Apple benefits greatly from the fact that "journalists" are some of their most devoted fans. That gets them free coverage that's wildly disproportionate in both volume and positivity. Not to say they don't make good products - I have to admit that they do - but they escape a lot of harsh scrutiny that other companies have to deal with. Terminally online techies are another core demographic, resulting in a similar skew on social media sites like ... <looks around> ... um, Reddit.
You're stating as fact that this kind of reporting happens to Apple and not to other tech companies. But that has hardly been established. I often see dubious news stories about several of the companies on your list, and back and forth discussion about those stories. So I'd add a fifth explanation: You're seeing lots of these stories because you're following people who blog about Apple. If you're bored of bogus Apple controversies and want to see fewer of them, just stop reading the blogs of Apple pundits.
I feel as if every little thing Apple does get reported/blogged about and you have all this faux-outrage and people trying to make stories where there aren't any. I don't know of any other company that get scrutinized so hard. I hardly think Apple gets a free pass when it comes to the tech community.
It's sort of a gray area because Apple doings are generally considered newsworthy by HN readers.

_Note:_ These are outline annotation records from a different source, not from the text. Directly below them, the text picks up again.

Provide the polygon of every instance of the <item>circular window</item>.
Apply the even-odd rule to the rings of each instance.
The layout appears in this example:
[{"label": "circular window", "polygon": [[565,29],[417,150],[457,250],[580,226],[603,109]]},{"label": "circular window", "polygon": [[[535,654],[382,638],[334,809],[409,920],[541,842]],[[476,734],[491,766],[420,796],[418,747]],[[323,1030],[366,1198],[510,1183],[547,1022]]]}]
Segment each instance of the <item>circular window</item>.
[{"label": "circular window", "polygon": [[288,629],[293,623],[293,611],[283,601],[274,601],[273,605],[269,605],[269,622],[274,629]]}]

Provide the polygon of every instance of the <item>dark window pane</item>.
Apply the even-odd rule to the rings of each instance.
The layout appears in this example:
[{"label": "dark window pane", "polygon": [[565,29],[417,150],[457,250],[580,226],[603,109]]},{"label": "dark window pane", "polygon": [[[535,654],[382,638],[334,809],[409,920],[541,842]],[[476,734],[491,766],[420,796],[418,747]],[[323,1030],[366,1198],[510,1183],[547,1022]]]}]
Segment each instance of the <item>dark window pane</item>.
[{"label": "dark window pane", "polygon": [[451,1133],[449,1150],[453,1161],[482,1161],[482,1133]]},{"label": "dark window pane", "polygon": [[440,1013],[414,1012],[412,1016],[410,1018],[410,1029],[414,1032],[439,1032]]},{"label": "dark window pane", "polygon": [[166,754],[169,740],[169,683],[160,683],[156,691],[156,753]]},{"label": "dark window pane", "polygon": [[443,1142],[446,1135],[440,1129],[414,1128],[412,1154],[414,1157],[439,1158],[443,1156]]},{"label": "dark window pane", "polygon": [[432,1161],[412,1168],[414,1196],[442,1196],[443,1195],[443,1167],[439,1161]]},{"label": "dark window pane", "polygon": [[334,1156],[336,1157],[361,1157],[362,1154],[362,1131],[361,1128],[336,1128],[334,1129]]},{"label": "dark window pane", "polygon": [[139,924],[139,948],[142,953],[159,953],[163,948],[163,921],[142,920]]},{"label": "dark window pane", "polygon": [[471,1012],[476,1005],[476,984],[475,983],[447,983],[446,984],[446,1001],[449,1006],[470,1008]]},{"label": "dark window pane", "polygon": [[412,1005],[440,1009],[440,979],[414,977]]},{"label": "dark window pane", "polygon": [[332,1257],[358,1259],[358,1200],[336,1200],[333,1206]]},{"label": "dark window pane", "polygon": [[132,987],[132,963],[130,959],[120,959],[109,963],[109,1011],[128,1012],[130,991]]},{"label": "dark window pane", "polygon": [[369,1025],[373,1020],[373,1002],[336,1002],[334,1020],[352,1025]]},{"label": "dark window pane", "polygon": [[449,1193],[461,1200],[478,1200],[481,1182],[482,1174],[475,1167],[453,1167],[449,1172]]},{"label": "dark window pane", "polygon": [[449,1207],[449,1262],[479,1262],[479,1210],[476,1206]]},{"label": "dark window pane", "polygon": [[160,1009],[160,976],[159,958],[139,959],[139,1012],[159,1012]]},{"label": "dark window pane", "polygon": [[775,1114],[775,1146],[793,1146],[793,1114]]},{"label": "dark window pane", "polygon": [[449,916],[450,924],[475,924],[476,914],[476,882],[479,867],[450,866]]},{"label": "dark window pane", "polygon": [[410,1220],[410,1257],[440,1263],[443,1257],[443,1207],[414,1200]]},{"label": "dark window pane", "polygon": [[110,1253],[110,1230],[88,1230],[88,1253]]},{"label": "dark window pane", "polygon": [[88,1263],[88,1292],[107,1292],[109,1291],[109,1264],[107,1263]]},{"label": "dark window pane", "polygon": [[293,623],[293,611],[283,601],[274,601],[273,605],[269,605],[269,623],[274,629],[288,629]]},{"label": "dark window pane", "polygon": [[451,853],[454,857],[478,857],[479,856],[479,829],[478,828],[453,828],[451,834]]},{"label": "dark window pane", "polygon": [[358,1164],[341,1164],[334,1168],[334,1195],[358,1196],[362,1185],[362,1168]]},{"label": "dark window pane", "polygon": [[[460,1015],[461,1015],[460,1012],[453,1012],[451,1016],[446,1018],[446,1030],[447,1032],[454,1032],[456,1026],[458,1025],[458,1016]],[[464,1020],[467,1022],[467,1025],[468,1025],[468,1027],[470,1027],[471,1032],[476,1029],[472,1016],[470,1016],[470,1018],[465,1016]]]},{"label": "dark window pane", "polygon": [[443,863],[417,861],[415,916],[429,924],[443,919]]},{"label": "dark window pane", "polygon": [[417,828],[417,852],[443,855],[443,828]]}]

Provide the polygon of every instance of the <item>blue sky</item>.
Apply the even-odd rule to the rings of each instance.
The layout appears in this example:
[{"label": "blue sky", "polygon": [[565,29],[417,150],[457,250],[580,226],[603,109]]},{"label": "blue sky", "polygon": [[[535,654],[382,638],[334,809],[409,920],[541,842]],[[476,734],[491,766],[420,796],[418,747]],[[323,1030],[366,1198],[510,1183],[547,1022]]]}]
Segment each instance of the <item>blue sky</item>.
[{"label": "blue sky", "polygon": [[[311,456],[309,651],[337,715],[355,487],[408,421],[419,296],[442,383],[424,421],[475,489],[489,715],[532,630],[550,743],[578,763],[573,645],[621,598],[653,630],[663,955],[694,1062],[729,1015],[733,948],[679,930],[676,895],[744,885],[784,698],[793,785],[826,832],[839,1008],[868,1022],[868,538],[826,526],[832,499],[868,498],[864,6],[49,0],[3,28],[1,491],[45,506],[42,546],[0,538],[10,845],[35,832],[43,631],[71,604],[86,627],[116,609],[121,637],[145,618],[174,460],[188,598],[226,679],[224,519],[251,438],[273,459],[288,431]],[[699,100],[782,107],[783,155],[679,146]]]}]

The author is a columnist for the LA Times. Columnists, like newspaper editorial writers, almost never back up their arguments with data or cite sources. They don't leave their offices to dig up information in the field. I think of them more as pundits than journalists.
Well whatever the case, they get coverage because they know it will get attention and interest from people. They write whats gonna be read. Either thats people reading how bad the new Apple products are or how new and innovative they are.
I would agree but Apple has a handful of journalist it 'likes' and get's first shots at a lot of things. Not saying this is the case, and this is a good thing Apple does. I think its just ignoring a important part of the Apple ecosystem, the product itself.
The problem with Apple criticism is a lot of it seems full of cheap shots and unfair framing, like this Panorama report.
That makes it more difficult to tell when a criticism of Apple is genuine, because every idiot journalist looking for a controversial story can write a story about something Apple is doing not well enough and get away with it, since everyone seems to love to hate on Apple.
So if Apple really is up to no good in some area of their business, we won't have a clue, because it's drowned out in tripe like this.
Because Apple is both secretive and very successful - they do not comment on rumor, they do not comment on their intent, they do not comment on criticism (positive or negative), they only talk about their existing product, never about the past( all the compromises and features ) and as little as possible about the future. Yet, despite that, they manage to affect everyday people life.
The same conditions that drive people to read the future in tea leafs, or judge God intent in the colour of the sky.
That makes 90% of all the blogs and article about Apple completely useless. When they are correct, it is by chance, and very often when they are not correct, they cannot really be proven wrong.
I see. That must be the explanation for why the media didnt blow iPhone 4 "Antennagate" out of proportion, and why the media gave Apple a pass for using the same Foxconn factory journalists gave Dell and others such a hard time for using...
On the contrary, Apple is reported on like a celebrity because celebrity sells magazines, papers, or page views. The reporters are happy to write admiring articles, but even happier if they can find dirt to dish. The more controversy, the merrier.
Even on non-controversial topics, writing the contrarian point of view is more likely to drive links and page views and "engagement". Why do you think Joe Wilcox has a job? And why did MacWorld employ Dvorak? Turns out people get hired for dissing Apple.
Seems like a case of mentioning Apple to get people reading. Samsung isn't as sexy so they ride the Apple story trend. It's fun to see reporting that mentions Apple evolve. First it was cool to say Apple is dead, then it was cool to root for them as the underdog, and now it's cool to try to tear them down again. There's never a middle ground. It's always about handing out heaping helpings of praise to a company or tearing them apart when it's a TC article.
It's hardly a free ride. Sure, journalists pay more attention to apple than they maybe deserve, but that's not because journalists have some great apple bias. it's because the apple PR department works their asses off to cater to journalists and make their product launches media friendly events. They deliver their product in easily reportable chunks, and they craft a public image so that news about apple is what the media's customers want to read about.